House debates
Thursday, 3 June 2010
Appropriation Bill (No. 1) 2010-2011; Appropriation Bill (No. 2) 2010-2011; Appropriation (Parliamentary Departments) Bill (No. 1) 2010-2011
Second Reading
12:23 pm
Mrs Bronwyn Bishop (Mackellar, Liberal Party, Shadow Minister for Seniors) Share this | Hansard source
In rising to speak to the Appropriation Bill (No. 1) 2010-2011 and related bills I do so in the heat of what is a full-on debate about a brand new tax, a supertax. It is well named because it is a tax on superprofits but it is also a tax on people’s super. As I have said before, for every dollar that goes into Mr Rudd’s pocket by way of taxation that is a dollar less for people’s superannuation. This impacts on the standard of living for Australians who are on fixed incomes provided by their savings in their superannuation.
Last night I attended, as many others did, the Mineral Council’s dinner. We heard many fine speakers point out just how bad the big new tax on so-called superprofits is for Australia. We are seeing advertisements that are being put out currently by the Labor Party in the guise of legitimate government advertising but which, in fact, are just plain old Labor Party advertising paid for by the taxpayer—$38 million worth. The main content of their advertising is to try and say that mining companies do not pay their fair share of tax. They conjured up this figure of somewhere between 13c and 17c in the dollar by finding some obscure report put together by a PhD student supervised by a professor, which was submitted to the Henry review as a footnote. They have seized on this report, which was a mixture of Australian and New Zealand figures and so unreliable that it was withdrawn from the draft upon which the government is basing its statements.
Yesterday in the parliament we quizzed the Treasurer continually about the pie chart that he has put out asking him whether it had any modelling significance, any real basis, or was it just dreamt up in his office. For question after question he obfuscated. He talked around the side of it, he would not answer the question and finally he did say it was made in his office. We should understand that the Treasurer has form.

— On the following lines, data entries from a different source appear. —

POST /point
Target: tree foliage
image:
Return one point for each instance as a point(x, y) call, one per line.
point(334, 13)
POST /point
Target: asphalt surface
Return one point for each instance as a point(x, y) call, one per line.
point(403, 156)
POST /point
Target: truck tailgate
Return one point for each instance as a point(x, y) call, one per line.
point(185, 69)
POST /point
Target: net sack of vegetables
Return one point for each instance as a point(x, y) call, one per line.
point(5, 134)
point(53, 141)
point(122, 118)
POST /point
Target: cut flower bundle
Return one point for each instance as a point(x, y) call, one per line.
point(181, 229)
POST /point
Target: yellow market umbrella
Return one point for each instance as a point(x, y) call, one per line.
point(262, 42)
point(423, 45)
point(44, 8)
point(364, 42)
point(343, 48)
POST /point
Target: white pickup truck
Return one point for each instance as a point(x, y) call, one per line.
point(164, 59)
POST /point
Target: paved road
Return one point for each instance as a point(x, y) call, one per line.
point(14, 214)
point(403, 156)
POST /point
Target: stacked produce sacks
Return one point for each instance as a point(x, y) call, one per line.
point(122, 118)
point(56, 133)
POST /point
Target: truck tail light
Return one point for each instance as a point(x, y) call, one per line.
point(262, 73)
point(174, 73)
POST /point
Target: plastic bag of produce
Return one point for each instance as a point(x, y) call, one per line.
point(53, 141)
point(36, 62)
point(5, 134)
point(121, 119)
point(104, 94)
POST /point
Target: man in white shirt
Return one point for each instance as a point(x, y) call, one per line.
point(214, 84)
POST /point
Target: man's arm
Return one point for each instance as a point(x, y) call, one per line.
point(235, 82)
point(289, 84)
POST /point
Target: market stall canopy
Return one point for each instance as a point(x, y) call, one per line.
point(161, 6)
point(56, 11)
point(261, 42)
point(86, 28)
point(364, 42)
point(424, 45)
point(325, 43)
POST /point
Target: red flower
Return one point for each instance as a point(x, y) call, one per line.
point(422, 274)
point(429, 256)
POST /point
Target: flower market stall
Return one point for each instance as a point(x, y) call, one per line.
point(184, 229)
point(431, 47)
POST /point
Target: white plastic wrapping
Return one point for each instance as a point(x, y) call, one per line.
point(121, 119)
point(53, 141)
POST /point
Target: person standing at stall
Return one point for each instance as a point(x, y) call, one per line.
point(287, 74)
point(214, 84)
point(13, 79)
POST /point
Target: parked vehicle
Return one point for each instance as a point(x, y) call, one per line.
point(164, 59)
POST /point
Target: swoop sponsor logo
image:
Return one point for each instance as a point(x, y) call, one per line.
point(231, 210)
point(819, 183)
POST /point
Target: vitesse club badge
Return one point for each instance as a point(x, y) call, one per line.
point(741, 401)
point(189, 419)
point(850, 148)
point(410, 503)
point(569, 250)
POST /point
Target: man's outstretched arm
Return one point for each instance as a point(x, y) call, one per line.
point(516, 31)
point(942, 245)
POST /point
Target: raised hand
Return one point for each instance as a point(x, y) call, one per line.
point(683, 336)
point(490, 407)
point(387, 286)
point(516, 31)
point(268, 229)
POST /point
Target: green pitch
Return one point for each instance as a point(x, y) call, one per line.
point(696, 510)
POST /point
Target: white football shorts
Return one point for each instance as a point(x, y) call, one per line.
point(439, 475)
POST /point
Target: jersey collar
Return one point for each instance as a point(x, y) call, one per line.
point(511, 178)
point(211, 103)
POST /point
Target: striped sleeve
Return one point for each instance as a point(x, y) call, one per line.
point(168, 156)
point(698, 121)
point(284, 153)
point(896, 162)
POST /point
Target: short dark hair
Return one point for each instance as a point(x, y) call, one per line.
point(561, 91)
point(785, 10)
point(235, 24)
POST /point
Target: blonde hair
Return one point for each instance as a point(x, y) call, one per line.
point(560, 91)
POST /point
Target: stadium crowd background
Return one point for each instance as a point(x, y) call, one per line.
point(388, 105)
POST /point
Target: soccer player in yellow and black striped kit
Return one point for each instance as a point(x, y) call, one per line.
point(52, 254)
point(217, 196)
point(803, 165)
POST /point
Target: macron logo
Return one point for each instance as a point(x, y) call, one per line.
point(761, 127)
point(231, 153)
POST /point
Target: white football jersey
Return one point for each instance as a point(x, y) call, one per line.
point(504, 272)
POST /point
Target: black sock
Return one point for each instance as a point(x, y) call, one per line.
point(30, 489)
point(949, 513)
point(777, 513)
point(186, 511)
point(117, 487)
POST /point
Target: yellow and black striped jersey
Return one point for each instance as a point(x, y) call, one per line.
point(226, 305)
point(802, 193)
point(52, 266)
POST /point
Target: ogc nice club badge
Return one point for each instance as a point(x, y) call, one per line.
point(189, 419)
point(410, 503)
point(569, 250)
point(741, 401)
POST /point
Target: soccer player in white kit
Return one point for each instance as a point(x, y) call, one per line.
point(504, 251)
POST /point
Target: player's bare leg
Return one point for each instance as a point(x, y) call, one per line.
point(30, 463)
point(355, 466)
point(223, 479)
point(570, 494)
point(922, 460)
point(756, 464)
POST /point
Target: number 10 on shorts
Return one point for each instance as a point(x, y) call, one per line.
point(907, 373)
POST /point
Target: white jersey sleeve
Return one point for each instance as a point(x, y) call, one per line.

Back in 2000 he was exposed on The 7.30 Report by a journalist called Wayne Sanderson who brought to light the fact that the now Treasurer and then member for Lilley, who lost his seat in ‘96, had tried very hard to keep it by giving a brown paper envelope to Lee Birmingham which contained $1,400 in $50 notes. The envelope was then taken by the said Lee Birmingham to the Democrats campaign manager with whom Mr Birmingham said Mr Swan had spent some time only a day or two before. Lee Birmingham delivered the brown paper envelope containing $1,400 to the Democrats and the Democrats in return gave their preferences to Mr Swan.
This matter Mr Swan said was a terrible thing. He had not paid for those preferences at all—high dudgeon. It was referred to the Australian Federal Police. Mr Swan came out and said he had been cleared, but I think what was actually said by the spokesman for the Australian Federal Police was, ‘There is no further action in relation to Wayne Swan.’ The Federal Police spokesman said, ‘I can’t say there was no case to answer, but no further action will be taken.’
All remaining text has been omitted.